2016/05/02

マグノリア(原題 Magnolia)


何度見ても楽しめる、極めて完成度の高い娯楽映画。こんなにいい作品がこの監督から生まれたのはまぐれなのか? それとも実力か? 最初から最後まで休みなく急ピッチに話が進んでいく、あのリズム感がなんともいえないです。90点(100点満点)

あらすじ

クイズ王の天才少年スタンリー、人気司会者のジミー・ゲイター、癌に冒され臨終を控えている大物プロデューサーのアール、迫り来る夫の死が受け入れられない若妻のリンダ、女の口説き方を伝授するセックス界の教祖フランク、おっちょこちょいな警官ジム、コカイン中毒の女クローディア、バーテンの若い男に恋心を抱く中年男ドニーなど、LAを舞台に様々な苦悩を抱える不器用な人間たちが忙しく、エキサイティングな一日を繰り広げる。訳ありの過去を持ち、後悔に苦しみながらも彼らは自分なりのやり方で状況と折り合いをつけようとする。

文句
簡単に映画の中に吸い込まれてしまい、3時間を越える上映時間が全く気にならなかったです。「偶然」や「後悔」などをテーマにした点においてもセンスがいいです。アメリカ映画の中には「自分がやってきたことは間違っていなかった。私は自分の人生を全く後悔していない」といった考えのものが多く、実際それがかっこいいと思っているアメリカ人も少なくないです。

そんな中で、過去を振り返ってうじうじ悩んでいる、未練たらたらの人々を取り上げたところが意外で面白かったですね。
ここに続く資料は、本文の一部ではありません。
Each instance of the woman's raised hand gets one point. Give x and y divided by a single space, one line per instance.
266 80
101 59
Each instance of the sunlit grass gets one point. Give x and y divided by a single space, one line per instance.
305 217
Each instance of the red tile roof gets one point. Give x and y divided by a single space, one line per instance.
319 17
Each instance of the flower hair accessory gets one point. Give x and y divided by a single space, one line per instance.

過去の汚点は棚に上げて、自分の人生をただ成功だったと自信満々に語る人より、「もっとあいつに優しくしておけばよかったなあ、私ってバカだなぁ」と嘆いている人間の方がずっと正直だし、同情できますね。

俳優陣も文句なしでした。ジュリアン・ムーアも相変わらずの仕事ぶりでしたが、一番いい仕事をしたのは間違いなくトム・クルーズでしょう。もう最高のパフォーマンスでした。

父親との再会シーンは圧巻。自分の父親が死にそうなのに「死んじまえ、このクソ野郎!」とかいう映画なんて今まで見たことなかった。それだけに余計に悲しくて、悲しくて。それ以上に黒人記者のインタビューに応じている最中に徐々に表情を曇らせていくあの迫真の演技には度肝を抜かれた。あのシーンは何度見てもすごいです。
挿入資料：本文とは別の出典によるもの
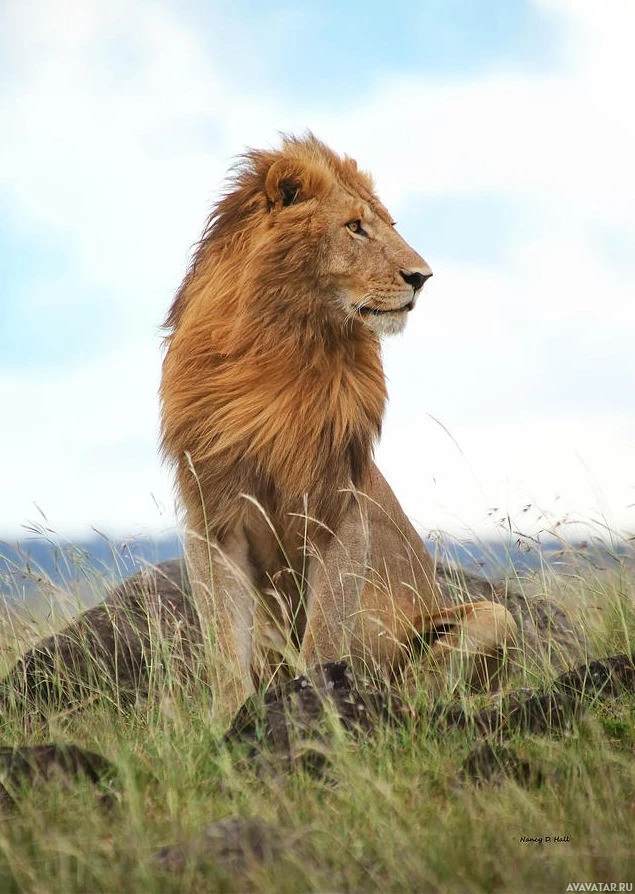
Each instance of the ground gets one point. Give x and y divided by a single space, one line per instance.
419 805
蛙が空から降ってくるシーンですが、あの部分については様々な憶測が流れましたね。特に有力だったのが「聖書から引用した」というもの。しかしポール・トーマス・アンダーソン監督は後にあるインタビューでその説を否定しています。

たまたまそういうアイデアが浮かんだだけで、聖書に載っているとは知らなかったそうです。なんでもかんでも聖書だ、コーランだ、といって深読みする人たちってどうにかならないんでしょうか。かなり面倒臭いです。
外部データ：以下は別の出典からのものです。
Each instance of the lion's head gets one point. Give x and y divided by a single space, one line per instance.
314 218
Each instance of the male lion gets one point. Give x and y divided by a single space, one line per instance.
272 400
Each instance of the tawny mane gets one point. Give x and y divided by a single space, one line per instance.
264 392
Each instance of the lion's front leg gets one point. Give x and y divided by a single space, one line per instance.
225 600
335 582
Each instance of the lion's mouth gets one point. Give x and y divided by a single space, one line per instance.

全体的には不幸な人たちに焦点を当てていて、話が進むにつれてどんどん内容がドロドロしていく。でも、きちんとハッピーエンドで締めているところがまたニクイ。

ラストシーンはコカイン中毒で、実の父親に悪戯された経験を持つクローディアの「笑顔」なんだけど、最初から一度も笑わなかったクローディアが最後の最後で微笑んだ、あれだけで暗いはずの映画がパッと明るくなった気がしますね。